Bir de bu evlilerin tarafı kadın olanları muhakkak profillerine gelinli damatlı çiçekli sepetli pastalı şampanyalı resimlerini koyarlarki bu da biz evlendik ama sanmayın ki yalan söyledik aha da kanıtı diye albüm albüm kapak kapak düğün sabahına uyandıkları günden başlayarak hazırlanma süreçlerine, nikahlarından, balayılarından döndükleri güne kadar resimlerini herkeslerle paylaşırlar. Resim altlarına yapılan yorumlara da kibarca ve mahçupca teşekkür ederek muzaffer bir edayla “darısı da senin başına bitanem” yazmayı asla ihmal etmezler (onların da bir kabahati yoktur aslında, evlilik bir kurumdur kurumsal hayatın da ilkeleri vardır.)
Bazı evli çiftlerin sayfalarında ise ne albüm ne düğün ne gelinlik ne papyon görünür hatta sadece çocuklarının resimleriyle donattıkları sayfaların da vermek istedikleri mesaj şudur “çocuk çok başka bişey ben evlendiğimi şimdi anladım.” Pehhh! çocuk için evlenmiş ve evliliklerinin en az 7. yılını geride bırakmış bu kimseler çocukları mıçsa bunu feysbuktan ilan etmekte sakınca görmezler ve “Kayracık Bu Sabah Mıçtı” yazarlar hemen statulerine. Bi de bunların daha aklı evvel arkadaşları vardır ki onlarda otururur bu statulere “İnanmıyorum Oyaaa maşallah yaa darısı bizimkinin başına” diye yorum yazarlar. (Zannımca bir dönem hepsi kabızdan sıkıntı çekmiş ebeveynlerdir bunlar).
5- Medeni Hali’nde Hiçbirşey Yazmayanlar (Hayattan Hep Bir Beklenti İçinde Olan Garibanlar): Benimde içinde bulunduğum bu grup bir zamanlar fırtınalar estirmiş sözlenmelerin nişanlanmaların kıyısından dönmüş bir çok kez popo üstüne oturmuş uslanıp durulmuştur.
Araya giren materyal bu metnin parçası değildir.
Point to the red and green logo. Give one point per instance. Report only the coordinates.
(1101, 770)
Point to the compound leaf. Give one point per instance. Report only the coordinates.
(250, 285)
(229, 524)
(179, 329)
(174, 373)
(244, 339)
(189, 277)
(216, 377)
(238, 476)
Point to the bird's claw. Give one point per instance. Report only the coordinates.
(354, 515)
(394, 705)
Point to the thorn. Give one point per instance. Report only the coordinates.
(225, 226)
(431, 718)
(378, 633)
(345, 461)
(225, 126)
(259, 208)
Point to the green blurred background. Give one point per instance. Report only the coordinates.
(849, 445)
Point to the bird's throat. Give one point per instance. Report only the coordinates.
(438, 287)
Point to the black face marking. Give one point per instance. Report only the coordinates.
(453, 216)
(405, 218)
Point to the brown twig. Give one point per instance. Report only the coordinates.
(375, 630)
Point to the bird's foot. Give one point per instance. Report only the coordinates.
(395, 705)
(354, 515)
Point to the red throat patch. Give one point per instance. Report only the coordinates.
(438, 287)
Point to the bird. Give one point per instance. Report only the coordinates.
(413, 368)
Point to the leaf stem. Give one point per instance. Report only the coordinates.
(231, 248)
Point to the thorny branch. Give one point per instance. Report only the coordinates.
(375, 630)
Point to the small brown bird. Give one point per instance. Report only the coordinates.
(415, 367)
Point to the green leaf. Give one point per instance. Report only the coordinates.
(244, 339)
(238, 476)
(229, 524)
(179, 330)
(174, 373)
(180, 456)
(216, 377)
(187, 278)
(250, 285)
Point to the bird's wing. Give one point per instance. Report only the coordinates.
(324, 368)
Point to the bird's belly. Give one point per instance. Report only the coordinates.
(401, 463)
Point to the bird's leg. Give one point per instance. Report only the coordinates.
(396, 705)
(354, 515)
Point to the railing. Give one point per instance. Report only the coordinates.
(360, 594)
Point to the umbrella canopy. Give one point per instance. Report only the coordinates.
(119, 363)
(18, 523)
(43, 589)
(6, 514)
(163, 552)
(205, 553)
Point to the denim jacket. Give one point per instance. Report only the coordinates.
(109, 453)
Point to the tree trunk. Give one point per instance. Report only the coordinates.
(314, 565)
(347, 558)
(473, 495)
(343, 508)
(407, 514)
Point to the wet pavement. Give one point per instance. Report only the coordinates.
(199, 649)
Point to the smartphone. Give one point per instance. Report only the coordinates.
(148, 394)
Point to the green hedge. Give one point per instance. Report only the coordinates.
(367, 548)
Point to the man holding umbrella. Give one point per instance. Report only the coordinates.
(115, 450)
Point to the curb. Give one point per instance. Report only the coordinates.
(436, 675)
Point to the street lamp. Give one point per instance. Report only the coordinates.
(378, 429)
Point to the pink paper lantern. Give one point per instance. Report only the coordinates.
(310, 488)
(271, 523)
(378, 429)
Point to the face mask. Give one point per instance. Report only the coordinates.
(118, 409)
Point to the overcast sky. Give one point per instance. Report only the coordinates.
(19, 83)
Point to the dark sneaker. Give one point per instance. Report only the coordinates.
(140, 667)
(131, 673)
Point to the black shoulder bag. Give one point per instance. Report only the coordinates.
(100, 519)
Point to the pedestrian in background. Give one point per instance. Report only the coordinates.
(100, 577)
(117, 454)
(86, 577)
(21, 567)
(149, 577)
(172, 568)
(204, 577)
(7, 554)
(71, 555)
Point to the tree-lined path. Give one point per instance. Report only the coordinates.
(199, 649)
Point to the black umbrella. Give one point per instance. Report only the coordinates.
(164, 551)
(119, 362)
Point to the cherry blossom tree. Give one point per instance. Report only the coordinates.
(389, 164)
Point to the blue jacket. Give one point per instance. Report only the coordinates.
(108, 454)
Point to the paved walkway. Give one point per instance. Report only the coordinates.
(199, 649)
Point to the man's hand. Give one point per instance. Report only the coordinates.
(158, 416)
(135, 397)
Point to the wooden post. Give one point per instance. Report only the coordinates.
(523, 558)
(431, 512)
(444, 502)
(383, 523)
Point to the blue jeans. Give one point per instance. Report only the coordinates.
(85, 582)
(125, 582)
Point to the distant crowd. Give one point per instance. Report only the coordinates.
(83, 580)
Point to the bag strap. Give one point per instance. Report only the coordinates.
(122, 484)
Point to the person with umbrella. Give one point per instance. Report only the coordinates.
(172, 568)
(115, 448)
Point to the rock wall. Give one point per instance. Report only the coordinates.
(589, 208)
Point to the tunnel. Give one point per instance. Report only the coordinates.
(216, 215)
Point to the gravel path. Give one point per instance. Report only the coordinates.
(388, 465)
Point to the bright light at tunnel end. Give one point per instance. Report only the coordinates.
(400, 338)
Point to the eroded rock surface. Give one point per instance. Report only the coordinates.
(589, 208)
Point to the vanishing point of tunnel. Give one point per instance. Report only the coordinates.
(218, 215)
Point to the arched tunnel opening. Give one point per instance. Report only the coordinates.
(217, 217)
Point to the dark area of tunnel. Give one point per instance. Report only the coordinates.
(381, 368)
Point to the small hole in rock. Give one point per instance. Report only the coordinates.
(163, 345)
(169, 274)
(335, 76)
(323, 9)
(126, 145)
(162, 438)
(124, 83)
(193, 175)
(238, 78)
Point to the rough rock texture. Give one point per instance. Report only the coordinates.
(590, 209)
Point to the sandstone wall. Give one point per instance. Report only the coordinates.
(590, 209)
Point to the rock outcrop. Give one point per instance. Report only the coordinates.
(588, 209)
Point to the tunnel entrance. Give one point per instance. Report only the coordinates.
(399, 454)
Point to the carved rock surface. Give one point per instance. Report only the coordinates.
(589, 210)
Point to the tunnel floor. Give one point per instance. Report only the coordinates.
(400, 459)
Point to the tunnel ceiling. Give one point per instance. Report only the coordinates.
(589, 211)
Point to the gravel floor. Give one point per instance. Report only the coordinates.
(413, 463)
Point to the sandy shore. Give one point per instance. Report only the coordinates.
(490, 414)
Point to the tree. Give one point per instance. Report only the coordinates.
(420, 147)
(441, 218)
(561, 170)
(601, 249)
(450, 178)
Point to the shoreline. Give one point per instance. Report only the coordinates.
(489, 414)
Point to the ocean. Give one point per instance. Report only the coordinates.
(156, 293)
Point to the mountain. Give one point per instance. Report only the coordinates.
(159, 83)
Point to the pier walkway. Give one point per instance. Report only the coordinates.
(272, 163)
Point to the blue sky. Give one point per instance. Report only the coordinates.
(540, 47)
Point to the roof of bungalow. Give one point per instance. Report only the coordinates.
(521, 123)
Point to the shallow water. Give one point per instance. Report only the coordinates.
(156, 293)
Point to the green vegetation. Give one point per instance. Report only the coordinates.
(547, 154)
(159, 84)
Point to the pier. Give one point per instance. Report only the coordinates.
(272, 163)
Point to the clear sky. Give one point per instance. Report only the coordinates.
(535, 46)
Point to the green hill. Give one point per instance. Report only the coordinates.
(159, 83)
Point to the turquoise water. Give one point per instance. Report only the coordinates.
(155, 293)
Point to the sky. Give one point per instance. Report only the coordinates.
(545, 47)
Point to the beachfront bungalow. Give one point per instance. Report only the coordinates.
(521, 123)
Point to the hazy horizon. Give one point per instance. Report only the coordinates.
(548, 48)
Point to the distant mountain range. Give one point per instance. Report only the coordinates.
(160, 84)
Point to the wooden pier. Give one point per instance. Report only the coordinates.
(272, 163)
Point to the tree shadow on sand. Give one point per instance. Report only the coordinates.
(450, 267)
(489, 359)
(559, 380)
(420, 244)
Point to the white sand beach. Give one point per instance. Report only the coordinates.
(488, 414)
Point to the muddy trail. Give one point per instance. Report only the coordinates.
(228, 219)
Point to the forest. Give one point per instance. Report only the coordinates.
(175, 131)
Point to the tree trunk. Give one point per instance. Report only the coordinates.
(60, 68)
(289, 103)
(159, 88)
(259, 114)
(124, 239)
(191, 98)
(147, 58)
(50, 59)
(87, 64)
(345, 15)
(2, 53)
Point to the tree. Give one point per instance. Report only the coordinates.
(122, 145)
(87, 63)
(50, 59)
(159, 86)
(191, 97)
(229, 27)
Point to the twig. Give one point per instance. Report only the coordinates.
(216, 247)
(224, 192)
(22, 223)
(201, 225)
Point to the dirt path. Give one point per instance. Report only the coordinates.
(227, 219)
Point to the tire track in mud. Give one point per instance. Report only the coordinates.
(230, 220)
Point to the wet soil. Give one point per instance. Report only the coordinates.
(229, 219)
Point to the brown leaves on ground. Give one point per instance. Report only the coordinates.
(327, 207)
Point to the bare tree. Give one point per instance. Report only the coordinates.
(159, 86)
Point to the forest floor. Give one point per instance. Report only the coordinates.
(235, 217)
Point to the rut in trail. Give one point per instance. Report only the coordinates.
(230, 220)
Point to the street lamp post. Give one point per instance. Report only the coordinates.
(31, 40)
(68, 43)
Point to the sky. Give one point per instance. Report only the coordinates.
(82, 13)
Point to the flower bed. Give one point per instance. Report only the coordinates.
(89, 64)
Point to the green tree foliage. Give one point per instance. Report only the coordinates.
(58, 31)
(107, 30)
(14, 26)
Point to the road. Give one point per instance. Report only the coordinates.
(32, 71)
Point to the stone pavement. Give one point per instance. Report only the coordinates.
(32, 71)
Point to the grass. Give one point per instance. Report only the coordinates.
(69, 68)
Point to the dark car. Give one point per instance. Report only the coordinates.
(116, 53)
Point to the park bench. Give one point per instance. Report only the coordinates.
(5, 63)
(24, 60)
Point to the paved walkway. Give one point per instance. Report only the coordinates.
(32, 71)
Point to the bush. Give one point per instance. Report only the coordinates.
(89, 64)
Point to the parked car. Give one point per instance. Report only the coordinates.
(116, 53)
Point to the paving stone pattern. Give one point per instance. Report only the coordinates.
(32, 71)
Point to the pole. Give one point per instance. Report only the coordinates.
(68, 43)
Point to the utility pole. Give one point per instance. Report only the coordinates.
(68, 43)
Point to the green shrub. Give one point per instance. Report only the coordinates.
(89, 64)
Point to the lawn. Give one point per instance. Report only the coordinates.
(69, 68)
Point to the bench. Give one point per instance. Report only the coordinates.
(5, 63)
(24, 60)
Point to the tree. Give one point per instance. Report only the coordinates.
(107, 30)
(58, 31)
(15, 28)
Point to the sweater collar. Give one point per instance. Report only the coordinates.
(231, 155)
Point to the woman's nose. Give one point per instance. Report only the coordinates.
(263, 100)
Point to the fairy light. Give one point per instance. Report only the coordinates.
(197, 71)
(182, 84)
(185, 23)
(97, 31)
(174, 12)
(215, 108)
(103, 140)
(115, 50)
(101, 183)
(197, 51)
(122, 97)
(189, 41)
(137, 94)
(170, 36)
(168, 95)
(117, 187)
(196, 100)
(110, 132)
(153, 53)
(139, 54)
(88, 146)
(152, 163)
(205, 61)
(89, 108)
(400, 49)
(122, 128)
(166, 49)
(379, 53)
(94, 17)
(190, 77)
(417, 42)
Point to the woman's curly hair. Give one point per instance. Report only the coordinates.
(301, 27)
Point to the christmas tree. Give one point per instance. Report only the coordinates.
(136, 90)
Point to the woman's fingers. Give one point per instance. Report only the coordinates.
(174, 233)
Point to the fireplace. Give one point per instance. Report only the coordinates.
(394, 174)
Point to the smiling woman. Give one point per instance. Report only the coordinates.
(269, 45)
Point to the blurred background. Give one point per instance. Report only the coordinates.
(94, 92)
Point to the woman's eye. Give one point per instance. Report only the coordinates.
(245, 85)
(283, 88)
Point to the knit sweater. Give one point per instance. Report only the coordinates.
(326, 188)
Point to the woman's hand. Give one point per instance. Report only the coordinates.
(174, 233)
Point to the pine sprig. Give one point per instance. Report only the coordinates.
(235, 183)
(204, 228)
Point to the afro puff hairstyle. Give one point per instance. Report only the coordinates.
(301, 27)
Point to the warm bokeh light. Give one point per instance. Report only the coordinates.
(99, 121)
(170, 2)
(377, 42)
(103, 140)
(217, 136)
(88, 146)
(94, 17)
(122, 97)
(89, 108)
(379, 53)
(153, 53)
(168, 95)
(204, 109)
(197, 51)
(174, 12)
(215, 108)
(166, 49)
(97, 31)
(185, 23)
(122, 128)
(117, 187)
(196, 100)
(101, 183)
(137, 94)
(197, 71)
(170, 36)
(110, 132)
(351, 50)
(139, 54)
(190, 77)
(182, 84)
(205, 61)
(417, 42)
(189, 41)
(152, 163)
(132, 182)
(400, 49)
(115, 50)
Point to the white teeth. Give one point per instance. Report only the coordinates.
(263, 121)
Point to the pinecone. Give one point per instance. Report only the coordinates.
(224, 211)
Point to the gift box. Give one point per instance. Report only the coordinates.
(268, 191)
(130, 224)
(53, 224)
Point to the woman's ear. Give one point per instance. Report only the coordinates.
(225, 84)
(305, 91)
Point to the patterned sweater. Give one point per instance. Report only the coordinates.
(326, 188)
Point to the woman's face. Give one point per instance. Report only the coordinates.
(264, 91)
Bu ekip artık kolay kolay aşık olmayacağını iddia eden ama bu iddialı açıklamasını arkasını dönünce unutan, hayatının aşkını Himalayalardaki Keşişler gibi bekleyen manik depresif inişli çıkışlı insanlardır. Ne medeni haller kutucuğuna “Bekar” yazacak kadar çaresiz, ne de “kafam karışık” yazacak kadar hayalperesttirler.Aslında bu tavırlarında gizli bir kibir, ben seni köpek ederim elbet gibi bir meydan okuma vardır ancak bunu bir tek kendileri bilirler, zira beklenen gittiği yerden dönmezse rezil olmak istemezler. Bu tiplerin en belirgin felsefesi ise “sen yoksun ben bekar geziyorum ohhh nasılda eğleniyorum”dur. Bu durumu çarşaf çarşaf albümlerinden de görebilirz. Zira bir mekana adım attıkları saniyede fotoğraf makinelerini çıkardıkları için 28 tane albümleri, o albümlerde de en az 50 şer resimleri olur. Arkadaşlarına da gizliden mesaj atarak; resimlerin altına pompalayan yorumlar yapmalarını rica eder ama
sonra hiç oralı değilmiş gibi o yorumlara cevap bile vermezler. Öyle havalı ve zavallıdırlar yani.
Ancak medeni haller kutucuğunu boş bırakarak cool’lukta şehitlik mertebesine yükselmiş, modayı takip etmeyerek kendine yakışanı giymiş bu insanların yapması gereken; Albümdü, statüydü, arkadaştı, davetti, etkinlikti kovalamak değil “Ben bu kadarım malzeme bu, gelirsen Ekim’e gelmezsennnn Pekin’e kadar…demektir.